The GCP has called on all coffee industry stakeholders and partners to take action. This includes, firstly, engaging with the international coffee exchanges in the US and EU to enhance coffee futures contracts as genuine and effective price-discovery tools. This includes the regulation of high frequency, artificial intelligence, and algorithmic trade to minimize excessive speculative participation.
The GCP also wants to encourage roasters and retailers to make forward-looking and increasing commitments to sourcing sustainable coffee with remunerative prices that allow for investments in sustainable coffee production and transparently report volumes of sustainable coffee purchased on an annual basis to encourage diversity of sourcing; and promote consumption of sustainable coffee whilst enabling greater participation of smallholder farmers to manage their farms as businesses.
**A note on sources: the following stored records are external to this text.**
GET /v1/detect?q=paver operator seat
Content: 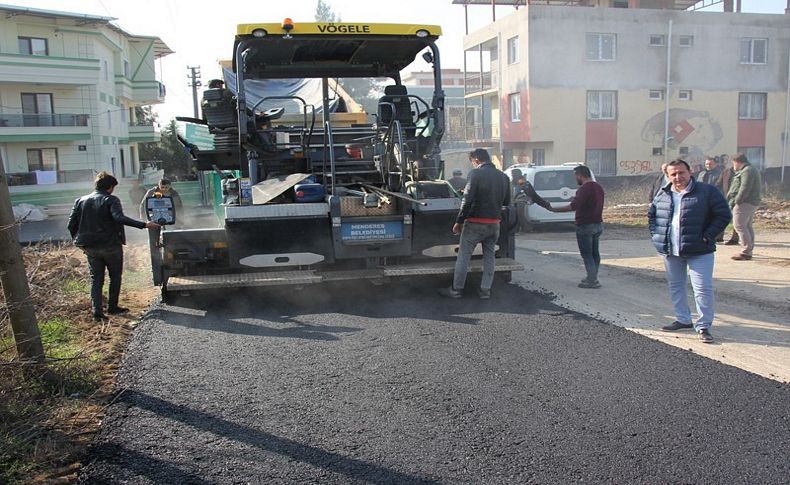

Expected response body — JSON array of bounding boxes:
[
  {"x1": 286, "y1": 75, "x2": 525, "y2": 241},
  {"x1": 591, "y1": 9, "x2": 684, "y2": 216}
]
[{"x1": 378, "y1": 84, "x2": 416, "y2": 141}]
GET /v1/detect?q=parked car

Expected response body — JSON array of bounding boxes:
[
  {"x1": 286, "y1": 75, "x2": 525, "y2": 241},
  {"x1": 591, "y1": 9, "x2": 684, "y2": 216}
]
[{"x1": 505, "y1": 163, "x2": 595, "y2": 224}]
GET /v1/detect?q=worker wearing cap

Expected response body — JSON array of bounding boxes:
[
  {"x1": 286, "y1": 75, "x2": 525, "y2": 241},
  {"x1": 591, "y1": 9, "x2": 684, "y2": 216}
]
[{"x1": 447, "y1": 168, "x2": 466, "y2": 192}]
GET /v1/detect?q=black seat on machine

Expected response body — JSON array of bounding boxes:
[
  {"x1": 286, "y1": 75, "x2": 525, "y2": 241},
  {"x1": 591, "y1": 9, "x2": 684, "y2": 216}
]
[
  {"x1": 378, "y1": 84, "x2": 415, "y2": 138},
  {"x1": 200, "y1": 88, "x2": 236, "y2": 129}
]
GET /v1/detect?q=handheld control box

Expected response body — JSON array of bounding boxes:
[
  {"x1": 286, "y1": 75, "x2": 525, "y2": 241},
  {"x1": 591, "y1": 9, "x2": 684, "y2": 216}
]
[{"x1": 145, "y1": 193, "x2": 176, "y2": 226}]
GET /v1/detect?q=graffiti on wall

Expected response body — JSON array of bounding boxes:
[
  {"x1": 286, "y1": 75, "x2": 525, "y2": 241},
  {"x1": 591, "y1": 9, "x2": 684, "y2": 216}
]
[
  {"x1": 644, "y1": 108, "x2": 724, "y2": 169},
  {"x1": 617, "y1": 160, "x2": 661, "y2": 175}
]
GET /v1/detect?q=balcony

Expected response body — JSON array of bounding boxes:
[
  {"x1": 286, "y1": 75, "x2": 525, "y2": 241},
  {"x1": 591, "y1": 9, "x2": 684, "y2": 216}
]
[
  {"x1": 464, "y1": 71, "x2": 499, "y2": 96},
  {"x1": 0, "y1": 53, "x2": 100, "y2": 86},
  {"x1": 466, "y1": 123, "x2": 499, "y2": 142},
  {"x1": 0, "y1": 113, "x2": 91, "y2": 142},
  {"x1": 129, "y1": 121, "x2": 161, "y2": 143},
  {"x1": 115, "y1": 76, "x2": 165, "y2": 104}
]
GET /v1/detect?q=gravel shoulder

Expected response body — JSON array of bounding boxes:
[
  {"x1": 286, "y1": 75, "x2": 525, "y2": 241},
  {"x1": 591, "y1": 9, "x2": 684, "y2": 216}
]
[{"x1": 515, "y1": 226, "x2": 790, "y2": 382}]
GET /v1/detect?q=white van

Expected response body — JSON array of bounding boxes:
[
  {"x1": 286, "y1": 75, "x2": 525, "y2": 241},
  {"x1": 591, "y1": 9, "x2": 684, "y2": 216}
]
[{"x1": 505, "y1": 163, "x2": 595, "y2": 224}]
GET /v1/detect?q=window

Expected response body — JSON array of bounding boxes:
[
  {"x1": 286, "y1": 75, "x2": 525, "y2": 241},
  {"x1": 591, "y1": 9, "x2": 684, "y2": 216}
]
[
  {"x1": 584, "y1": 150, "x2": 617, "y2": 177},
  {"x1": 27, "y1": 148, "x2": 58, "y2": 172},
  {"x1": 587, "y1": 91, "x2": 617, "y2": 120},
  {"x1": 532, "y1": 170, "x2": 578, "y2": 190},
  {"x1": 678, "y1": 35, "x2": 694, "y2": 47},
  {"x1": 738, "y1": 93, "x2": 765, "y2": 120},
  {"x1": 507, "y1": 36, "x2": 518, "y2": 64},
  {"x1": 532, "y1": 148, "x2": 546, "y2": 165},
  {"x1": 17, "y1": 37, "x2": 49, "y2": 56},
  {"x1": 584, "y1": 34, "x2": 617, "y2": 61},
  {"x1": 738, "y1": 147, "x2": 765, "y2": 170},
  {"x1": 508, "y1": 93, "x2": 521, "y2": 121},
  {"x1": 22, "y1": 93, "x2": 54, "y2": 126},
  {"x1": 741, "y1": 38, "x2": 768, "y2": 64}
]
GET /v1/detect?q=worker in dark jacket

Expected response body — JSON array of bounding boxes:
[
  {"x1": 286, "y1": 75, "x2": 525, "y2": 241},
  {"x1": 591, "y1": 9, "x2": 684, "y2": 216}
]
[
  {"x1": 68, "y1": 172, "x2": 159, "y2": 321},
  {"x1": 648, "y1": 159, "x2": 732, "y2": 343},
  {"x1": 510, "y1": 168, "x2": 551, "y2": 233},
  {"x1": 439, "y1": 148, "x2": 510, "y2": 300}
]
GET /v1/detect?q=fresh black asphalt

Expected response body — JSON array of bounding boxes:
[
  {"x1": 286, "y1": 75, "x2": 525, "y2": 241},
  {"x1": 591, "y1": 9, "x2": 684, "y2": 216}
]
[{"x1": 81, "y1": 282, "x2": 790, "y2": 484}]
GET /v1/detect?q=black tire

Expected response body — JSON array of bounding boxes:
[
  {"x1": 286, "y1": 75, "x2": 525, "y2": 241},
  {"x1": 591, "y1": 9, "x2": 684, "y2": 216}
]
[{"x1": 162, "y1": 285, "x2": 175, "y2": 305}]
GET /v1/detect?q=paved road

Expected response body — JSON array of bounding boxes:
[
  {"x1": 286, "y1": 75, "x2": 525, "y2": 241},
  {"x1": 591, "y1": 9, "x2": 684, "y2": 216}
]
[
  {"x1": 81, "y1": 283, "x2": 790, "y2": 484},
  {"x1": 514, "y1": 227, "x2": 790, "y2": 383}
]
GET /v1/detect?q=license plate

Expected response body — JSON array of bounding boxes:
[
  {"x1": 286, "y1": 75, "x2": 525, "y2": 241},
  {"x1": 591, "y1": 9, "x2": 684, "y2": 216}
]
[{"x1": 340, "y1": 221, "x2": 403, "y2": 242}]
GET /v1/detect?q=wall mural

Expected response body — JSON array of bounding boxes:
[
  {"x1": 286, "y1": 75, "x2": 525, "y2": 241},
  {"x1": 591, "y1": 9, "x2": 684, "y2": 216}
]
[{"x1": 636, "y1": 108, "x2": 724, "y2": 175}]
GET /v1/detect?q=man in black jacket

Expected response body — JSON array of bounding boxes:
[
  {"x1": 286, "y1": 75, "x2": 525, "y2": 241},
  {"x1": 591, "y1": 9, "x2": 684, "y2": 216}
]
[
  {"x1": 510, "y1": 168, "x2": 551, "y2": 233},
  {"x1": 439, "y1": 148, "x2": 510, "y2": 300},
  {"x1": 647, "y1": 159, "x2": 732, "y2": 343},
  {"x1": 68, "y1": 172, "x2": 160, "y2": 322}
]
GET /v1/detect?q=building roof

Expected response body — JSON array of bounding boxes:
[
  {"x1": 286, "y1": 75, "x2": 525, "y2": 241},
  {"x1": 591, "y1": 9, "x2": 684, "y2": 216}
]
[
  {"x1": 0, "y1": 4, "x2": 173, "y2": 59},
  {"x1": 453, "y1": 0, "x2": 700, "y2": 10}
]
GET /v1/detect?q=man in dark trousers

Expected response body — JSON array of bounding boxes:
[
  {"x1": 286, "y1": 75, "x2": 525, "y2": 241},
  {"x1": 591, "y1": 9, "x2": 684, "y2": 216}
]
[
  {"x1": 647, "y1": 159, "x2": 732, "y2": 343},
  {"x1": 439, "y1": 148, "x2": 510, "y2": 300},
  {"x1": 68, "y1": 172, "x2": 159, "y2": 322},
  {"x1": 551, "y1": 165, "x2": 604, "y2": 288}
]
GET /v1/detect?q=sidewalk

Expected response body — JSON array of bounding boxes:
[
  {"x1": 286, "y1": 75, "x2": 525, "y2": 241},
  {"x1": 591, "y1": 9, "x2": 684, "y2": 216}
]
[{"x1": 513, "y1": 229, "x2": 790, "y2": 382}]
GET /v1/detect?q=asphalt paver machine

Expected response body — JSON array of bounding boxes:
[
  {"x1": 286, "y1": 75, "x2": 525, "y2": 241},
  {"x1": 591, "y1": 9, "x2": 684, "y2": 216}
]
[{"x1": 157, "y1": 19, "x2": 521, "y2": 298}]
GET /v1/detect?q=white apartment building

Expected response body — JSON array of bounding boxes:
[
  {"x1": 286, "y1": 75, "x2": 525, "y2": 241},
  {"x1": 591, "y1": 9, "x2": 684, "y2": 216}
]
[
  {"x1": 0, "y1": 5, "x2": 172, "y2": 185},
  {"x1": 453, "y1": 0, "x2": 790, "y2": 176}
]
Thirdly, said the GCP, it wants to ‘activate’ stakeholders in producing countries – including governments, producers, businesses and donors – to foster a business environment for sustainable coffee production through public-private country platforms; reduce inefficiencies and increase transparency along the supply chain to ensure that the farmer receives a higher percentage of the price; promote hedging strategies and insurance schemes in order to protect coffee growers’ margins; and encourage income diversification for smallholder coffee farmers in collaboration with governments, private sector, donors and NGOs.
Last, but not least the GCP wants to mobilize governmental agencies, the private sector, and civil society to achieve policy changes that enable a living income and the economic viability of coffee farming; explore practical ways to channel revenues from taxes generated specifically by coffee (excise, specific, tariffs) directly to coffee farmers, and design innovative solutions to fund sustainability initiatives, for example through ‘check-off’ programmes.